Synopses & Reviews
In
The First American Frontier, Wilma Dunaway challenges many assumptions about the development of preindustrial Southern Appalachia's society and economy. Drawing on data from 215 counties in nine states from 1700 to 1860, she argues that capitalist exchange and production came to the region much earlier than has been previously thought. Her innovative book is the first regional history of antebellum Southern Appalachia and the first study to apply world-systems theory to the development of the American frontier.
Dunaway demonstrates that Europeans established significant trade relations with Native Americans in the southern mountains and thereby incorporated the region into the world economy as early as the seventeenth century. In addition to the much-studied fur trade, she explores various other forces of change, including government policy, absentee speculation in the region's natural resources, the emergence of towns, and the influence of local elites. Contrary to the myth of a homogeneous society composed mainly of subsistence homesteaders, Dunaway finds that many Appalachian landowners generated market surpluses by exploiting a large landless labor force, including slaves.
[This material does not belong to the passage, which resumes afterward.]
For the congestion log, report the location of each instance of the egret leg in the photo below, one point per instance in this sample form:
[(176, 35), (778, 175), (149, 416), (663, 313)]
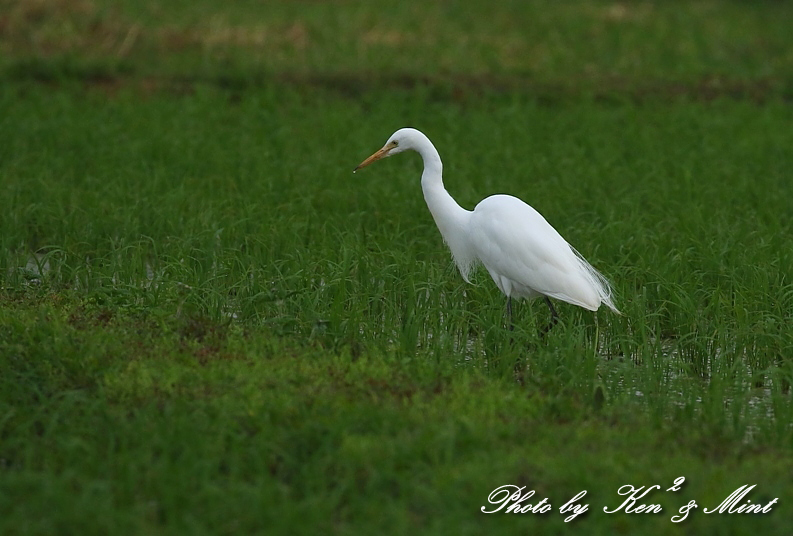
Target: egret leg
[(554, 316)]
In delineating these complexities of economy and labor in the region, Dunaway provides a perceptive critique of Appalachian exceptionalism and development.
Review
This book will serve as a treasury of sources and research questions for many, many years.
West Virginia History
Review
Wilma A. Dunaway's revisionism is the brashest so far, but her documentation is the best.
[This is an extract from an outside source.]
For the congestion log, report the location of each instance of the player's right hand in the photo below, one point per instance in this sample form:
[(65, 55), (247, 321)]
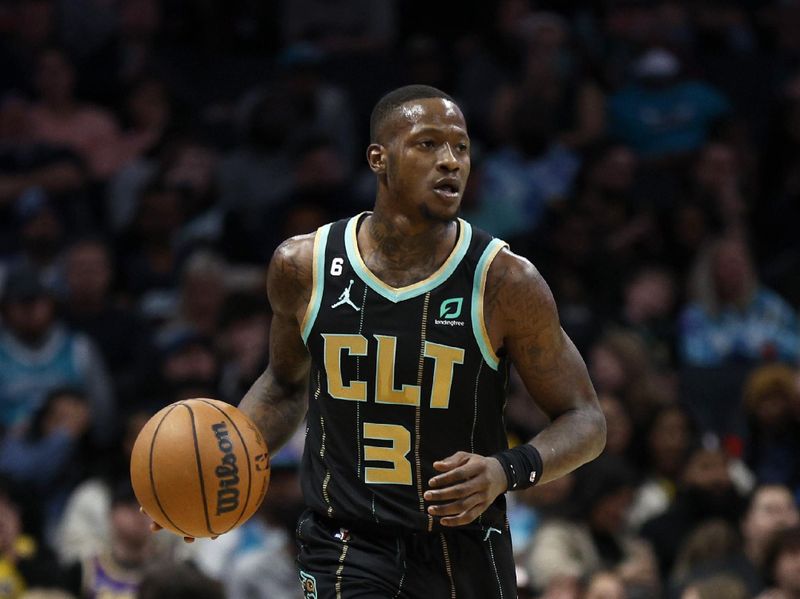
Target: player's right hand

Journal of American History
Review
The most provocative and ambitious examination of the region prior to the Civil War yet published.
Georgia Historical Quarterly
Review
Essential reading for anyone in the field and offers to others an instructive account of regional economic development.
American Historical Review
Review
This is a remarkable accomplishment that will only be truly appreciated in the years to come.
Gordon McKinney, Appalachian Journal
About the Author
Wilma A. Dunaway is assistant professor of sociology at Colorado State University.